Police began blaring warnings over loudspeakers: (Should have been done at 7:15) This is an emergency. Take shelter. Resident advisers went door to door in the dorms, pounding on walls, yelling at students to stay in their rooms — or in some cases, to come down to a common area where they could wait out the lockdown together.

The scene outside Norris was chaotic. Within moments of arriving, heavily armed officers had broken through the chained doors (LR – New reports say they took 5 minutes) and stormed up the stairs, following the sound of gunshots. Law-enforcement personnel lined the street outside, carrying rifles and assault weapons.

They screamed at any student who wandered close: “Get back! Get back!”

But from outside, the terror was not obvious. Chris Hinkel, 18, heard the bang-bang-bang and assumed the noise had something to do with the construction work going on nearby. “Nobody,” he said, “was as worried as they should’ve been.”
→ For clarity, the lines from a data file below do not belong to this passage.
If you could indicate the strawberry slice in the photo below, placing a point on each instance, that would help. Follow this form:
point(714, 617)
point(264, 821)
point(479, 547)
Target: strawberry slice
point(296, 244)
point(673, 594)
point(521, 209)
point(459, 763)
Students, escorted by officers, began fleeing Norris Hall, hands in the air. An ambulance was pulled up to the sidewalk and a still body, strapped to a gurney, was loaded.

Finally secure

The scale of the tragedy would not emerge for several hours.

At 10:16 a.m., students and staff got a third e-mail telling them that classes had been canceled. “Those on campus are asked to remain where they are, lock their doors and stay away from windows.”

At 10:52, a fourth e-mail described “multiple shooting with victims in Norris Hall.” Again, everyone was asked to stay inside.

It was not until shortly after 1 p.m. that Campus Police Chief Wendell R. Flinchum made this announcement: “We believe campus is secure.” Slowly, students came out of their rooms.

Some went to Norris Hall. The sidewalk outside was stained with blood. Others headed to counseling sessions held inside the AJ dorm. ROTC cadets gathered to pray at the War Memorial Chapel, on the vast green field at the heart of campus.

At 7 p.m., law-enforcement officers rapped on the door of Harper Hall 2121. (LR: Seems very late to get to Cho)

They went into Cho’s bedroom and began packing his belongings into brown bags.

According to the search warrant, police were seeking, “tools, documents, computer hardware … weapons, ammunition, explosives … instructional manuals for criminal acts of mass destruction and acts of terror.”

The police spent five hours examining Cho’s room and interviewing roommates. When they left at midnight, they told Grewal that Cho was suspected in the mass shooting. He had been found dead in Norris Hall, apparently of a self-inflicted wound, the guns at his side, a receipt for one still in his backpack.